Restrictions and Rules for ULIP Withdrawals

Insurance companies follow specific rules for ULIP withdrawals. These keep the plan working as a mix of insurance and investment.

Here are common restrictions:

  • Most insurers allow withdrawals only after five years unless there is an emergency.
  • There is a limit on how much you can withdraw each year. Usually, it is 10 to 20 percent of the fund value.
  • You cannot withdraw the entire amount unless you are surrendering the policy.
  • There might be a gap between two withdrawals, usually six months or one year.

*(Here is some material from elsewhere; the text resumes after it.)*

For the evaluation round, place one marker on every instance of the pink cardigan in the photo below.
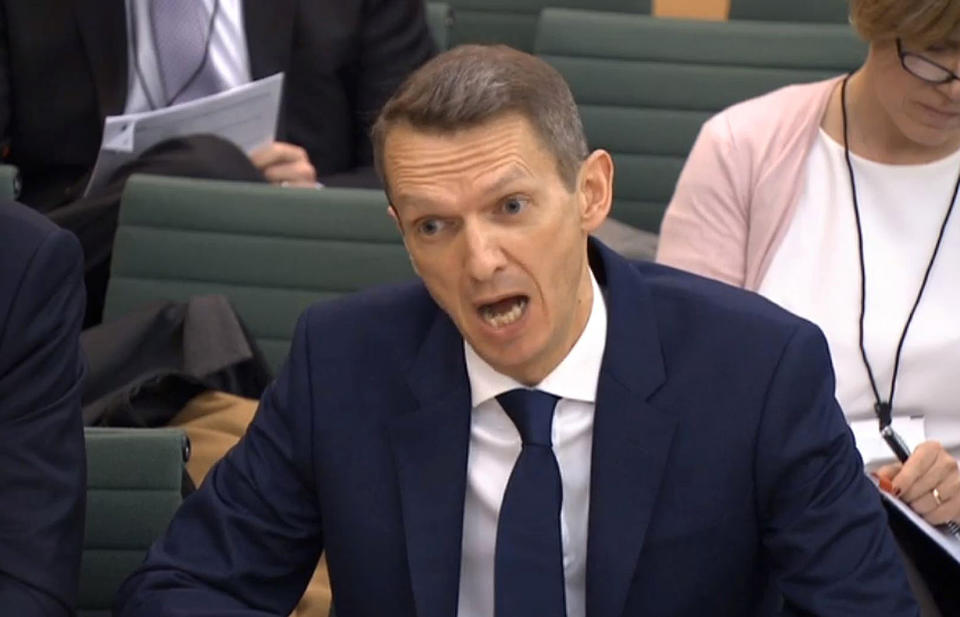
(739, 188)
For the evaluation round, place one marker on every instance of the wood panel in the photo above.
(701, 9)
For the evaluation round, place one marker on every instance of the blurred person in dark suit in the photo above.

When you know these rules, you can plan your withdrawals better.

Important Considerations Before Making a ULIP withdrawal 

Before taking money out of your ULIP, think about these points carefully so you do not affect your financial plans.

Future Goals

 Withdrawing a large amount today might leave your fund too small to meet big goals like buying a house, paying for education, or retirement. Always check how the withdrawal will impact your long-term savings.

Charges 

While some insurers offer free withdrawals, others may deduct charges after a certain number of requests. Always check these charges as they can reduce the amount you receive.

Tax Impact 

ULIP withdrawals are often tax-free under Section 10(10D) if conditions are met. It is better to confirm with your insurer or a tax expert so you do not face unexpected tax liabilities.

Life Cover 

Taking out money from your ULIP may reduce your sum assured, which means lower financial protection for your family. This is important to check before making any withdrawal.

Make Smart Choices for Your ULIP Withdrawal

ULIP withdrawals are not as complex as they seem. Once you know the steps, the rules, and the impact on your coverage, you are in control of your money. Shri Ram Life Insurance is ready to guide you at every stage, making sure your financial security stays strong.

Thinking of taking a ULIP partial withdrawal today? Speak with our experts and plan it wisely so that your future goals stay on track.

Disclaimer: The information provided is intended for general informational purposes only. For personalised recommendations, please consult a certified insurance professional.

ARN:SLIC/Elec/Sep 2025/1164

FAQ’s

What is a ULIP partial withdrawal?

A ULIP partial withdrawal lets you take out a part of your investment while the rest stays invested. It gives you access to funds without surrendering the policy.

When can I make a ULIP partial withdrawal?

You can make a ULIP partial withdrawal after the 5-year lock-in period ends. Some insurers allow early withdrawals only for emergencies.

How much can I withdraw from my ULIP?

Most insurers allow 10–20% of the fund value as a ULIP partial withdrawal each year. The exact limit depends on your policy terms.

Will ULIP withdrawals affect my life cover?

Yes, a ULIP partial withdrawal might reduce your sum assured. Always check with your insurer before withdrawing to know the impact on coverage.

Are ULIP withdrawals taxable?

Withdrawals are usually tax-free under Section 10(10D) if policy conditions are met. Always confirm your eligibility to avoid surprises.